When I woke up I was baffled. I’m sure that my dream was my subconscious still being a bitch about yesterday’s slip up.
It’s not that the dreams were particularly interesting in any way, but that I remember them like they were memories. Like I had lived a completely different life in the span of 6 hours.
Nicotine patch dreams are better than lucid dreams even if my psyche is only into having vivid nightmares right now.
Since I have been using nicotine patches to quit smoking I have had incredibly vivid dreams.
The night before last I dreamt my mother died and woke up crying. In my dream I remember her request to be cremated and her ashes be placed in a rum bottle and set out to sea. I had haggled with the funeral director and told him that he couldn’t pull a fast one on me because I used to work in a funeral home and I knew that I didn’t need all the expensive bells and whistles to have her turned to ash. I requested a witness cremation without a container and when her ashes were presented to me, I didn’t want an urn, just the plastic bag with the little metal disk inscribed with her number inside of the black plastic box that cremated remains go into before being given to the family. I went to the liquor store to buy the bottle of silver rum that I remember her liking.
Even in my dreams I am sober, so I poured out the rum and transferred her ashes. Without question I drove 5 minutes to the ocean despite living unreasonably far from any real ocean. I put the bottle in the water and watched it float gracefully at to sea.
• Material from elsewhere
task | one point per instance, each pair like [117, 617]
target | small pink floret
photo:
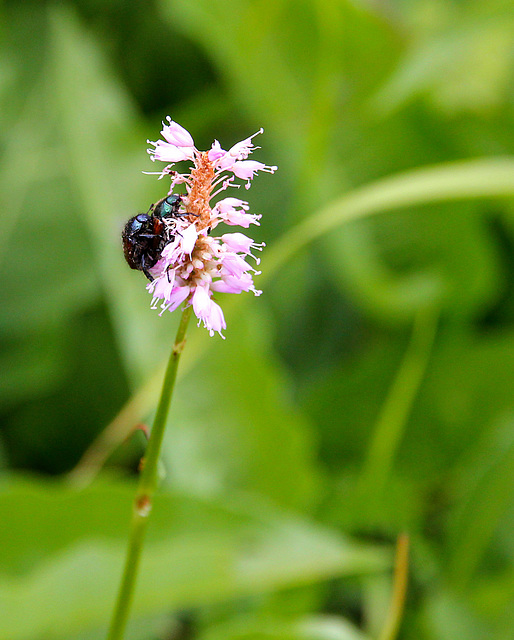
[176, 134]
The next thing I know, I am waking up to tears streaming like rivers down my face and a completely soaked pillow.
Last night I dreamt that Joseph and I went to a restaurant. We ordered and the owner of the restaurant was classically handsome in the way that old movie stars were handsome. His deep voice held a French accent and I couldn’t stop staring when he passed by. The meal finished and Joe went to get the car which was the Honda Fit that my ex boyfriend drives. I started gathering the backpacks beneath the red velvet and dark wood booth. There were 4 backpacks that we most certainly didn’t bring with us and I recognize them all as bags I own in my closet.
Never once did I question how they got to the restaurant.
I gather them and see the owner at a high top table and decide to give him my number. He accepted it and gave me his in return and asked if I would like to join him at a wedding. I accepted and was immediately swept into another room adjoining the restaurant into a beautiful ceremony. I was suddenly in a dress keeping my eyes on the backpacks against the wall. My memory gets hazy but the next thing I remember the wedding is over and I gather the bags and go to meet Joseph at the car.
I walk outside and he is nowhere to be seen. Rain starts pouring and I dial his number in my phone only slightly concerned that my phone will get wet while I look for shelter under a San Francisco style stoop which does nothing to protect me from the downpour.
I finally get ahold of him and he says he is at a friends getting some sound mixed and that he had to leave me because I was taking too long inside grabbing our stuff. I get upset and tell him he should have come back to help or at least called. He tells me he cannot come back to get me so I hang up and start to wander. I pass the owner of the restaurant who no longer has an accent, talking loudly to three of his coworkers through buck teeth.
I walk by them and sit on the corner of the road with a soggy princess dress and 4 backpacks and start my pity party.
When I woke up I was baffled. I’m sure that my dream was my subconscious still being a bitch about yesterday’s slip up.
It’s not that the dreams were particularly interesting in any way, but that I remember them like they were memories. Like I had lived a completely different life in the span of 6 hours.
Nicotine patch dreams are better than lucid dreams even if my psyche is only into having vivid nightmares right now.